2009 Pakistani comedy television show

Hasb-e-Haal is a Pakistani Urdu-language comedy show based on political satire that airs on Dunya News at 11:05 pm from Thursday to Sunday. It stars Sohail Ahmed, Fareed Raees, Amanat Chan, Nawaz Anjum, Jiya Dilnawaz, Zulfi Ali and Goga Ji. It was first hosted by Aftab Iqbal as an anchor, Najia Baig as the co-anchor and Sohail Ahmed as a guest.

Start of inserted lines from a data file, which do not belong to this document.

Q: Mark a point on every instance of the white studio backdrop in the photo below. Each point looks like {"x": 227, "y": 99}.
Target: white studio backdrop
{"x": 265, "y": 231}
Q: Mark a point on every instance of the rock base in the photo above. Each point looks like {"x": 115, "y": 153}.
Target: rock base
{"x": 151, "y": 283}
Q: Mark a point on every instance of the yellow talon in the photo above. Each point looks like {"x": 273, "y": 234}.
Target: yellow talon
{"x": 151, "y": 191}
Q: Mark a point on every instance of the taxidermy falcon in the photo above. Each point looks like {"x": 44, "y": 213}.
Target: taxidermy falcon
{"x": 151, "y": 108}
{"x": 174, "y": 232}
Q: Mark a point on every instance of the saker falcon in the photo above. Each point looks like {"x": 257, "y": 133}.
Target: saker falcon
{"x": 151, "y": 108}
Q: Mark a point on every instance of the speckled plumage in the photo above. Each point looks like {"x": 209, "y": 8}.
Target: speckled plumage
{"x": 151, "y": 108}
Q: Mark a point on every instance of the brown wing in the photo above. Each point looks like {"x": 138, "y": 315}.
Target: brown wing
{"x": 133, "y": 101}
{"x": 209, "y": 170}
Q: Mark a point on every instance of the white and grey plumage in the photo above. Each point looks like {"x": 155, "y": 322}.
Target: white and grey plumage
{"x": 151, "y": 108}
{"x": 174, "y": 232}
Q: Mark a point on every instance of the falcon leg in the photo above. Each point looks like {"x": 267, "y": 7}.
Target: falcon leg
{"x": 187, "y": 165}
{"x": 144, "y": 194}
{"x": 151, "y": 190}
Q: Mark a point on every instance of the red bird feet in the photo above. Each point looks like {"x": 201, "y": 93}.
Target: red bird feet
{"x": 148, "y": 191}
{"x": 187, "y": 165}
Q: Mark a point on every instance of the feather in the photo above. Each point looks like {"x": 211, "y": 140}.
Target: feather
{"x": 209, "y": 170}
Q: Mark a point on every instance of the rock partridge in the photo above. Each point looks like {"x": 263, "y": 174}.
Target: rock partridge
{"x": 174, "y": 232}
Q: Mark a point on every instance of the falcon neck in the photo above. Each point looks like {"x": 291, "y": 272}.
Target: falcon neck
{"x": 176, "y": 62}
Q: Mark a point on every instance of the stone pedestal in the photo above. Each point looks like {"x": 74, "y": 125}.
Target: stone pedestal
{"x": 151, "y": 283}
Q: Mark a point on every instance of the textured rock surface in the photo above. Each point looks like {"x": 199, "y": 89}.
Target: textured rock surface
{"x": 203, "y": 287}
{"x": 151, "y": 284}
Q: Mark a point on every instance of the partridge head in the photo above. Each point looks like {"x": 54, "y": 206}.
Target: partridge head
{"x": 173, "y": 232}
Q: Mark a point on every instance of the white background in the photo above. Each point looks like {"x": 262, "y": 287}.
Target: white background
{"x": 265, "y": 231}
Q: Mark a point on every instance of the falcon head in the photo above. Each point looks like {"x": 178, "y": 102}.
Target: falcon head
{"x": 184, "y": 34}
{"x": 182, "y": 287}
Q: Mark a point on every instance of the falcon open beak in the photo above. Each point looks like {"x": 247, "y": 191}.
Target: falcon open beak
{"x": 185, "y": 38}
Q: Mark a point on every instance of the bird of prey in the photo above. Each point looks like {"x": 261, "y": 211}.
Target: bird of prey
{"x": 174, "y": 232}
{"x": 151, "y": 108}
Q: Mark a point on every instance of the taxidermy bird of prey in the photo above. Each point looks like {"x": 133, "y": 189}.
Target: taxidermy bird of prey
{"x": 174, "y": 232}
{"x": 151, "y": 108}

Sohail Ahmed was awarded the Presidential Pride of Performance award by Asif Zardari on 23 March 2011 for his performance on the show.

== History ==
Hasb-e-Haal was launched on 9 January 2009. Its idea basically comes from the old shows "Jamhoor Di Awaaz" and "Nizam Din Di Baithak". Aftab Iqbal used to host the show at that time with co-host Najia Baig and comedian Sohail Ahmed. The show was an instant hit. In April 2010, Iqbal left the show due to undisclosed reasons. From April 2010 to March 2023, Junaid Saleem hosted the show. In 2016 Najia Baig left the show and its cast was changed with the appearance of Jia Dilnawaz, Nawaz Anjum, Amanat Chan, Muhammad Ramzan and Yawar Dawood.

==Concept==
Hasb-e-Haal is a comedy program that offers commentary and satire on current affairs. Sohail Ahmed plays the character of a lower-middle-class man who is frequently reprimanded by Fareed Raees because of his broad generalizations and over-simplification of complex political issues. Jiya Dilnawaz offers queues for laugh lines and reads viewer's comments in the show.

== Cast ==
=== Host ===
- Ali Mumtaz (2025-present)
=== Guests ===
- Sohail Ahmed as Azizi and various characters
- Amanat Chan as Ghauri and various characters
- Nawaz Anjum as Thayla and various characters
- Rana Muhammad Ramzan as Goga Ji and various characters
- Yawar Dawood as Zulfi and various characters
- Jia Dilnawaz (Co-host)(2016-continued)
=== Former members ===
- Aftab Iqbal (Host)(2009-2010)
- Najia Baig (Co-Host)(2009-2016)
- Junaid Saleem (Host)(2010-2023)
- Fareed Raees (Host)(2023-2025)

== Cultural effect ==
Due to the popularity of the show, several similar shows emerged. These include Khabarnaak on Geo News, Khabardaar on Express News, 3 Idiots on Aaj TV, Masti Gate on ARY News, Mazaaq Raat on Dunya News and News Night on Din News.